Ultimate Survival Alaska back for second season!

Tonichelle

Idita-Rock-n-Roll
Record Breaker
Joined
Jun 27, 2003
Anyone else watching? just started so I'm a little behind. football kinda got in the way of my getting to see this!
 
Joined
Aug 16, 2009
I am not watching, but it sounds very interesting. Not to take away from Alaska's pride of place in these matters, but we in the Upper Midwest and the Northeast are having our own Ultimate Survival fun this week as well. The other day, during a blizzard, I had to get myself to two unbreakable appointments, and I wore two coats at once. (Proving the Norwegian proverb that there is no bad weather, there is only bad clothing.)

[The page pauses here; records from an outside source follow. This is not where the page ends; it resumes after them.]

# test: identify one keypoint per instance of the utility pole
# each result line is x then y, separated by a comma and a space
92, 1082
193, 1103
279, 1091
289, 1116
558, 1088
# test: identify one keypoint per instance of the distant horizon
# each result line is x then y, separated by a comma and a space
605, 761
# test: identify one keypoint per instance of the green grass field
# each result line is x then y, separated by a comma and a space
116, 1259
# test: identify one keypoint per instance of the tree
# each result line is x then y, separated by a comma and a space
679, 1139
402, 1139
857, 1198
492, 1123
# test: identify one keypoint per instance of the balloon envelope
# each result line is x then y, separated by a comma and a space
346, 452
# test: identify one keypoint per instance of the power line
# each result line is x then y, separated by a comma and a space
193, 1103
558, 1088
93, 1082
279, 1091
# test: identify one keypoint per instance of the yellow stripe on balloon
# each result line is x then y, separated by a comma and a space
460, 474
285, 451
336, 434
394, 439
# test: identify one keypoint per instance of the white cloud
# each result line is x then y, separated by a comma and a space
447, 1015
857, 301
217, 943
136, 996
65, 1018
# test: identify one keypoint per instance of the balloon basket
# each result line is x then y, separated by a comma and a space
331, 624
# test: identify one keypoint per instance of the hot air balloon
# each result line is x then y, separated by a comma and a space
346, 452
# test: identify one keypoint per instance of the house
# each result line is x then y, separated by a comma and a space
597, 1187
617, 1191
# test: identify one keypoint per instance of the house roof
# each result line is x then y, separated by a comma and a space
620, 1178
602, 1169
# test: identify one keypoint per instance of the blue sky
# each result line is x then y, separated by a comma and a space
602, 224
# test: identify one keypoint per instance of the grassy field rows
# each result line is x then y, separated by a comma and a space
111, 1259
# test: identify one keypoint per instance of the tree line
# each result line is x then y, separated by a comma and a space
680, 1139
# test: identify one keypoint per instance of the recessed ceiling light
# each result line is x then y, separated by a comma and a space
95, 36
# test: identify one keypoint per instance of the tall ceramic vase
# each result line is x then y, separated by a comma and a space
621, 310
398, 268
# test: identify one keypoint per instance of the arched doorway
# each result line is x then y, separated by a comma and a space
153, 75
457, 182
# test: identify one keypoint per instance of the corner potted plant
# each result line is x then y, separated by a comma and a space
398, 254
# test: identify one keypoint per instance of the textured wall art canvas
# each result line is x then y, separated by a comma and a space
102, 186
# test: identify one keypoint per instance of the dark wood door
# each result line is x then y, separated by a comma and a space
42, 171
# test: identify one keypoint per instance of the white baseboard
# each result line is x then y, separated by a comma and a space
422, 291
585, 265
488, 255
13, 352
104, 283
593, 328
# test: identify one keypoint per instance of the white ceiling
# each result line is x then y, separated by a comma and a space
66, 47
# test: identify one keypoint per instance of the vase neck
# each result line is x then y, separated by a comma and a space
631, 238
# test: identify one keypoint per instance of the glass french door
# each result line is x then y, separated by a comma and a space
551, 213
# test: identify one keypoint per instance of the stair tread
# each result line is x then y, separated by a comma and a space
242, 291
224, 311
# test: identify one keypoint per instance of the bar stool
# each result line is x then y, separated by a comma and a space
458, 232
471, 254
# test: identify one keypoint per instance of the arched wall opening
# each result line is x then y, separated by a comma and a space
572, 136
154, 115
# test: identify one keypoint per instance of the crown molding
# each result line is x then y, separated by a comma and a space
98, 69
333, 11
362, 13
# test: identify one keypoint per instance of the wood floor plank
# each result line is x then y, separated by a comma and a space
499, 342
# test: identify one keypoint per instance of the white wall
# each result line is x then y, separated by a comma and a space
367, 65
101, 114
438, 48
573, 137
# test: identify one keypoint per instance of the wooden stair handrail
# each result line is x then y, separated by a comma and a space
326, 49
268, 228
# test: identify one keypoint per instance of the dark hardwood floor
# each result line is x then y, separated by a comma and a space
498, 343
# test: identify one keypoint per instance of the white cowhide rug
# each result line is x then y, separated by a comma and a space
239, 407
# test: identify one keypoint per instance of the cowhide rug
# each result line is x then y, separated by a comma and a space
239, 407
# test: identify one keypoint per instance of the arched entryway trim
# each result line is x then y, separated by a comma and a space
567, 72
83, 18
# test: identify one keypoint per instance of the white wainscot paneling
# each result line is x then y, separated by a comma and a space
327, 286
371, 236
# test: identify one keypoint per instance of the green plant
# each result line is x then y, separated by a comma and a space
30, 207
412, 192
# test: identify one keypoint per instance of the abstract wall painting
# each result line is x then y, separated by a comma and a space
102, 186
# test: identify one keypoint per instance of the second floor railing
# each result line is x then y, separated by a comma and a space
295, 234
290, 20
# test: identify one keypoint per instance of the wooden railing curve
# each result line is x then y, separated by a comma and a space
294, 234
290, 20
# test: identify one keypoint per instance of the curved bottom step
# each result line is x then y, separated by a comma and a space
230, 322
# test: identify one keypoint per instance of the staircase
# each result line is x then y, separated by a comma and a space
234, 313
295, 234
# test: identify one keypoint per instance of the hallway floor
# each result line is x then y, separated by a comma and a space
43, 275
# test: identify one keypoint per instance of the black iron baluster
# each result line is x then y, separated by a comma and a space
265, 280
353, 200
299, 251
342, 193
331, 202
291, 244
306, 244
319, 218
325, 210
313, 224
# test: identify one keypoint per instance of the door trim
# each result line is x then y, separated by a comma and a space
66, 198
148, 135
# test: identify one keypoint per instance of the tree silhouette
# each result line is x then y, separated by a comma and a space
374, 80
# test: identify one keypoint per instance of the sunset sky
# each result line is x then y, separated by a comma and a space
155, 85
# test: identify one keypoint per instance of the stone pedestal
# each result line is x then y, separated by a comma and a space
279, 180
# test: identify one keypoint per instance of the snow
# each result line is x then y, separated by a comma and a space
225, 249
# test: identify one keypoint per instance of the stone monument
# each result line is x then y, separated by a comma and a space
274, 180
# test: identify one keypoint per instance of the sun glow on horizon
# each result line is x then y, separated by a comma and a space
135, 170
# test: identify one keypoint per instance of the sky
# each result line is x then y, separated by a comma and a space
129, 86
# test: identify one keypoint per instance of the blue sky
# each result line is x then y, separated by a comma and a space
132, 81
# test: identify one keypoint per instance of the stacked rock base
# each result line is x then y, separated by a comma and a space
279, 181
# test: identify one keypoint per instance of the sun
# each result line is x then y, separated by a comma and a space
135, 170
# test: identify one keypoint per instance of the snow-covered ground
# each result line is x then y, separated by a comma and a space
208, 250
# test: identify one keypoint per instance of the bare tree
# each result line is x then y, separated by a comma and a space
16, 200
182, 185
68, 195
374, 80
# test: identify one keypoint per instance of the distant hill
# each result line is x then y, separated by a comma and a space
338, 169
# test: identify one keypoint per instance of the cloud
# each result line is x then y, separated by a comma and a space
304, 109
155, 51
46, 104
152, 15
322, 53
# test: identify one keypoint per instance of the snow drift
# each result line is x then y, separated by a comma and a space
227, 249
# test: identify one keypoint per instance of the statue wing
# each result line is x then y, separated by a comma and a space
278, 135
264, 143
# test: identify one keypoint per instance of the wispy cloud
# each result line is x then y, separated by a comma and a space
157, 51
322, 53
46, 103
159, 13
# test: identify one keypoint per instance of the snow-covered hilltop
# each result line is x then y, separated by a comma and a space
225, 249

By the way, I got the neatest book at a thrift shop--a huge-format Dorling Kindersley (DK) book that is a dog encyclopedia. Photos of about 400 different kinds of dogs (breeds and sub-breed variations). The most interesting category to me was what this guy called the Spitz-type dogs, which he said arose across the northern-tier countries worldwide. He includes spitzes and Pomeranians, of course, but also all the wolflike huskies, malamutes, samoyeds, Norwegian elkhounds, and so forth. There's a whole category of "laikas," Russian-bred variants from paces like Siberia. The author, Bruce Fogle, says that human settlement wouldn't have been possible in many of the northernmost locations without the cooperative relationship between people and these dogs. Hey, maybe we could use a few of them in places like Minnesota and Maine this week.
 

Tonichelle

Idita-Rock-n-Roll
Record Breaker
Joined
Jun 27, 2003
Sled dogs were key in Alaska - it's why the Iditarod is so important. Without it the breed "Alaskan Husky" would become extinct.
 
Joined
Aug 16, 2009
I consider myself a cat person, but I also love dogs, and I would be an ingrate if I did not adore them for their continuing contributions to our lives. I've been reading about Search and Rescue dogs for something we're doing at work, and it's amazing what they do. Also amazing is the bond between the dogs and their handlers. In one of the big disasters, I read a report that the dogs were searching the rubble (I think in Oklahoma City) and there were few remaining living people to find. So that the dogs wouldn't be discouraged, some of the handlers would hide in the ruins so that the dogs could "find" them and feel gratified.